Disposés avec sobriété sur les parties de la construction qui se prêtent seules à les recevoir, les ornements variés, mais soumis à la loi d’unité par leur origine commune, produisent le plus grand effet possible, ne serait-ce que par le contraste entre leur richesse et la simplicité vraie de la structure au milieu de laquelle ils viennent se poser. La place donnée à un ornement est pour les neuf dixièmes dans l’effet qu’il produit, et les artistes qui, dans nos églises de la fin du XIIe siècle, sculptaient ces larges chapiteaux sur des colonnes monostyles, à une hauteur très-médiocre, savaient bien ce qu’ils faisaient. Ainsi, cette ceinture riche qui pourtournait l’édifice, en attirant l’attention, dispensait-elle de toute autre décoration ? Il suffisait de quelques rappels, de quelques points dans les parties élevées, tels que les chapiteaux à la naissance des voûtes, les clefs, pour donner à l’intérieur d’un vaisseau l’aspect de la richesse.

Quand on veut se rendre compte du rôle donné à la sculpture d’ornement dans les édifices du moyen âge de cette époque, on est fort surpris de son peu d’importance relativement à l’effet qu’elle produit, surtout si l’on compare ces édifices à ceux élevés aujourd’hui, sur lesquels la sculpture est répandue sans qu’il soit possible de donner la raison de cette profusion, ni de deviner pourquoi tel ornement est placé ici ou là, au faîte ou à la base, à l’intérieur ou à l’extérieur.

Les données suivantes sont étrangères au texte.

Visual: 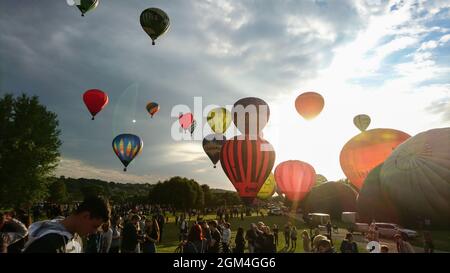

D’ailleurs, dans les monuments dus à nos belles écoles du moyen âge, l’ornementation sculptée n’est pas traitée de la même manière à l’air libre ou sous les voûtes et planchers d’une salle. Heurtée à l’extérieur, profitant de la lumière directe du soleil, elle procède par plans nettement accusés ; tandis qu’à l’intérieur, en tenant compte de la lumière diffuse, elle adopte un modelé plus doux, elle évite les trop fortes, saillies.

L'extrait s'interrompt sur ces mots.